Il faut avoir le courage de ne pas commencer par parler de Dieu

Cher Thomas, cette semaine à Paris a eu lieu le lancement du Parvis des Gentils, une initiative du Vatican, conduite par Mgr Ravasi. C’est une excellente proposition de Rome, peut-être l’une des meilleures depuis plusieurs années, que de susciter de telles rencontres entre croyants et non croyants. Je n’ai pas pu suivre tous les échanges, mais j’aimerais te rapporter, de mémoire, la teneur des propos d’Enzo Bianchi, à qui est revenu le dernier mot de ces deux jours de rencontre.

Le fondateur et prieur du monastère de Bosse en Italie, l’un des grands artisans du dialogue œcuménique et interreligieux concluait des échanges en appelant à la foi en l’homme, au retour de la confiance qui fait tant défaut en ce monde. Il y a peu, la philosophe Michela Marzano signait un livre sur ce thème, significativement intitulé Le Contrat de défiance[1]. La confiance, soulignait Enzo Blanchi, est une condition essentielle de l’humanisation du monde.

On parle souvent de la sécularisation du monde, de l’oubli ou du refus de Dieu. Notre pape pointe « l’indifférence ». Mais comme le dit Jésus lui-même, « Dieu, nul ne l’a jamais vu ». La remarque du prieur de Bosse porte sur l’homme. L’homme n’existe et ne se révèle pleinement que dans la confiance qui lui est faite et qu’il fait à l’autre, comme le faisait comprendre Axel Kan, au cours de la même table ronde. Et il est lui bien visible. Palpable. Or ce qui manque le plus, au moins en Occident, c’est précisément cette confiance en l’homme, cette foi en l’homme.

Nous avons certes bien des raisons de désespérer de l’homme. Sa fragilité est évidente. Son entêtement à poursuivre des rêves de grandeurs lourds de menaces est manifeste – on voit avec l’accident nucléaire du Japon l’ampleur que peuvent prendre ces menaces –, et il peine à se corriger, ne serait-ce que pour respecter la nature qui le porte, ou sauvegarder une vie sociale harmonieuse sans laquelle l’existence n’est plus qu’une jungle.

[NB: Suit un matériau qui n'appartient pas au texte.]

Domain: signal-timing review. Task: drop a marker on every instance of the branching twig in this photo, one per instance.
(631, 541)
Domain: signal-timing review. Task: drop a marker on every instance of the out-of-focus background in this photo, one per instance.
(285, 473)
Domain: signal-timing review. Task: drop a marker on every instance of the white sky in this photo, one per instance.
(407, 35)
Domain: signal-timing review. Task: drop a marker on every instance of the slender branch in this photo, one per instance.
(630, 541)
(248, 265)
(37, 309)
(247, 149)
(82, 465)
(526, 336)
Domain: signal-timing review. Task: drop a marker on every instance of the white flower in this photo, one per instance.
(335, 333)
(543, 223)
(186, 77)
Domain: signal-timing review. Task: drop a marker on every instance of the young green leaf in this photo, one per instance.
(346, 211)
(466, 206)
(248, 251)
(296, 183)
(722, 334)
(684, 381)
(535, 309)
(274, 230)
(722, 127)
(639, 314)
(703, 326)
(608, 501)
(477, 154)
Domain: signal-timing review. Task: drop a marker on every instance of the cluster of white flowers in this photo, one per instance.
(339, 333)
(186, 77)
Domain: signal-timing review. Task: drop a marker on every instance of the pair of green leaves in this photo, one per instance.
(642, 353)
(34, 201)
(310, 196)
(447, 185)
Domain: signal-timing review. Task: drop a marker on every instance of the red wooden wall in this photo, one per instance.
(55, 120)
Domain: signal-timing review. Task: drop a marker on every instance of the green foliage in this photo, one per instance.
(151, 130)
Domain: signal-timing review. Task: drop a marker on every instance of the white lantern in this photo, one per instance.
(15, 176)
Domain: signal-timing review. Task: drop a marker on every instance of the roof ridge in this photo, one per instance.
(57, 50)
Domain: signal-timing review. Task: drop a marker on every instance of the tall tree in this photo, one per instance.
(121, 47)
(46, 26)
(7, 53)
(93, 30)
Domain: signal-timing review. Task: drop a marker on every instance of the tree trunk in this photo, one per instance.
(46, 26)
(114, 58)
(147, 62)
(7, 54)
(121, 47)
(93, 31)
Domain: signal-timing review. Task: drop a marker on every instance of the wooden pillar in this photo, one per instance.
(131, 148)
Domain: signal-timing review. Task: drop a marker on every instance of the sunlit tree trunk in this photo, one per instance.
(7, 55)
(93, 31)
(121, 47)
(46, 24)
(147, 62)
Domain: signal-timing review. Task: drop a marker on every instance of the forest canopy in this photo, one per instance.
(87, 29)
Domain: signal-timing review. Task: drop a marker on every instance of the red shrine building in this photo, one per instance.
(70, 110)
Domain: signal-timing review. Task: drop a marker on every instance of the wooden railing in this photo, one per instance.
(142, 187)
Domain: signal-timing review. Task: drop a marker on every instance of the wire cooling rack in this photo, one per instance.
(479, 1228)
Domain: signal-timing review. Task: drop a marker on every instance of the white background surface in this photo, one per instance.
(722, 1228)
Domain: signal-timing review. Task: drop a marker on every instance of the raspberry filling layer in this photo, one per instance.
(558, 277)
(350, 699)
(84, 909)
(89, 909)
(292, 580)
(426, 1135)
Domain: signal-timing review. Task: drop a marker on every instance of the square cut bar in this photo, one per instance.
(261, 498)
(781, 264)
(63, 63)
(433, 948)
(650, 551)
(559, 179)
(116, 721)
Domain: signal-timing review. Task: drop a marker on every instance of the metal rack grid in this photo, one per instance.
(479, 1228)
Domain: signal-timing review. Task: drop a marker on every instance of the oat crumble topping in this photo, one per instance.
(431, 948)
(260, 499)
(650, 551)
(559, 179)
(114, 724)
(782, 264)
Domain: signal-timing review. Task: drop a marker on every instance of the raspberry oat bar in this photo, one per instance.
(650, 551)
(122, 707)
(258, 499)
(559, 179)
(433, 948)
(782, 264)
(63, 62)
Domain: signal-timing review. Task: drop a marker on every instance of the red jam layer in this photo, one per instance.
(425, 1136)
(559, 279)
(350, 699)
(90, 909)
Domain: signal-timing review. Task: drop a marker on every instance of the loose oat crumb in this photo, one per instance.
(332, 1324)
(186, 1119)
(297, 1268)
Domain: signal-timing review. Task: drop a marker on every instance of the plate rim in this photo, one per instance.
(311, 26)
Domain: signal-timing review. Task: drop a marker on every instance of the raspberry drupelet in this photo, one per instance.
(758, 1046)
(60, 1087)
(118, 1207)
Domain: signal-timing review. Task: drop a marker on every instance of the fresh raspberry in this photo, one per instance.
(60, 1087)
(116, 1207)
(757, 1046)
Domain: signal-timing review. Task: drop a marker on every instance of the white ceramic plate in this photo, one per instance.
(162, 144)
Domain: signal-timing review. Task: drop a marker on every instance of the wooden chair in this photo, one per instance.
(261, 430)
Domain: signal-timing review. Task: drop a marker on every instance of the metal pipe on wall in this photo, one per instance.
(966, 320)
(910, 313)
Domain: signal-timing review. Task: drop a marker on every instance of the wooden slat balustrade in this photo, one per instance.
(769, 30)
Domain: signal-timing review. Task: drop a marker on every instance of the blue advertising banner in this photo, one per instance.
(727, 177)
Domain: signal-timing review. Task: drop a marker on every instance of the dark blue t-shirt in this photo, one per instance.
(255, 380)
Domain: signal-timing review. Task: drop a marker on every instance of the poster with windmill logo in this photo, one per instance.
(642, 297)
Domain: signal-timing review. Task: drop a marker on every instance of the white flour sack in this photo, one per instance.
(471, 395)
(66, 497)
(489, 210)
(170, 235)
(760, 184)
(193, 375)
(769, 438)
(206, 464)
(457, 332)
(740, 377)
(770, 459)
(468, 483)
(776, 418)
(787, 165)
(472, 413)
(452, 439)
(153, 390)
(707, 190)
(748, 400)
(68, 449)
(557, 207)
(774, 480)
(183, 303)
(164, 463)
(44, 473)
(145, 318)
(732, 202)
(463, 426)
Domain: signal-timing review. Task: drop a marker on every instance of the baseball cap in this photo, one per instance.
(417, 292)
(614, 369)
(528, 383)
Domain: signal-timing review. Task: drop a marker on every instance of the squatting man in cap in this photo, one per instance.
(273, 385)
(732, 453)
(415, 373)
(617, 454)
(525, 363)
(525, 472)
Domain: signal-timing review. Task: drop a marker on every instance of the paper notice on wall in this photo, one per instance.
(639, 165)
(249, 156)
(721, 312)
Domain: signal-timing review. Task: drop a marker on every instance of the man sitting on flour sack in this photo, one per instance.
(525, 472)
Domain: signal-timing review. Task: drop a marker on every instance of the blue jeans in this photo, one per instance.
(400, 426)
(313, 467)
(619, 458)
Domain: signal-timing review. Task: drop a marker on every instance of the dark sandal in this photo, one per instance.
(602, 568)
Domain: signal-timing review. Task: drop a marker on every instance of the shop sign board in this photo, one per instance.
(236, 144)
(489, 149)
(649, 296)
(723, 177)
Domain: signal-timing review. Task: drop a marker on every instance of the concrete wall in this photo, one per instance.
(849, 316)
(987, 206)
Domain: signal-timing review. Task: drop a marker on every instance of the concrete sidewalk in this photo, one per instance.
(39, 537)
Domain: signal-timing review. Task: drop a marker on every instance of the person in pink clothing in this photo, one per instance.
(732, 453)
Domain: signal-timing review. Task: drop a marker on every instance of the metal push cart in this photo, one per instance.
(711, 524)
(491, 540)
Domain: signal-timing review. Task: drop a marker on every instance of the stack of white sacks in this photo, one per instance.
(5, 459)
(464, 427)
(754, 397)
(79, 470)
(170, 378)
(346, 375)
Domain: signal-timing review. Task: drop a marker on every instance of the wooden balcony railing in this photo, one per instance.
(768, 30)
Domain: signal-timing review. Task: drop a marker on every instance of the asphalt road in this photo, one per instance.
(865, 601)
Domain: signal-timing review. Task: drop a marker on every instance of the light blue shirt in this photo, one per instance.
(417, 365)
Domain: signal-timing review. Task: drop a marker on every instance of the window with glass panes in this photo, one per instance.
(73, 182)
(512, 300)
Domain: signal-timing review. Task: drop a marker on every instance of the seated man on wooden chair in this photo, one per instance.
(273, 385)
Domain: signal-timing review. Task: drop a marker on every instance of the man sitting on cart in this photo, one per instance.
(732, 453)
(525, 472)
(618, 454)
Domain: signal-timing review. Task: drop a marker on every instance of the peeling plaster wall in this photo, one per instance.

Nous sommes donc en droit de nous méfier de l’homme, cependant l’expérience nous apprend que seul le risque pris de la confiance ouvre la voie de l’humanisation. L’exemple des enfants le montre amplement : pour grandir heureusement, les enfants ont besoin d’être doublement dans la confiance, tout d’abord de savoir qu’ils peuvent avoir confiance dans leurs parents, que ceux-ci leur veulent du bien, et ensuite que savoir que ces mêmes parents leur font confiance, c’est-à-dire reconnaissent leurs capacités, leur talent, leurs aptitudes et finalement le fait qu’ils peuvent devenir des personnes libres et responsables.

Croire en ce que l’on voit

S’il est difficile de croire en Dieu que nous ne voyons pas, pourrions-nous commencer par nous risquer à croire en l’homme que nous voyons ? La foi d’Abraham nous enseigne que l’homme est créé à l’image et la ressemblance de Dieu, et même qu’il est « fils de Dieu ». Il me semble que dans ces conditions croire en l’homme que l’on voit peut-être le commencement de la foi en Dieu que l’on ne voit pas.

J’aimerais ajouter, cher Thomas, que cette initiative du Parvis des gentils, très essentielle pour restaurer la confiance dans le christianisme – fort altérée dans nos sociétés contemporaines –, repose sur une condition : celle de ne pas imposer aux non-croyants la foi en Dieu comme point de départ. Axel Kahn l’a rappelé : agnostique, il est heureux de ces rencontres tant qu’il lui semble qu’elles respectent sa liberté de conscience. Il me semble que les chrétiens devraient apprendre à se situer face à une société sécularisée en partant du point de vue que Dieu est tout sauf une évidence. Ce serait retrouver ce point central de la tradition juive qui dit que le Nom est imprononçable. Au fond, il ne nous appartient pas de dire Dieu, cela n’appartient qu’à lui seul. De toute évidence, il nous échappe, il excède ce que nous pouvons dire de lui. En revanche, nous pouvons échanger sur tout ce qui concerne, engage ou interroge l’humain.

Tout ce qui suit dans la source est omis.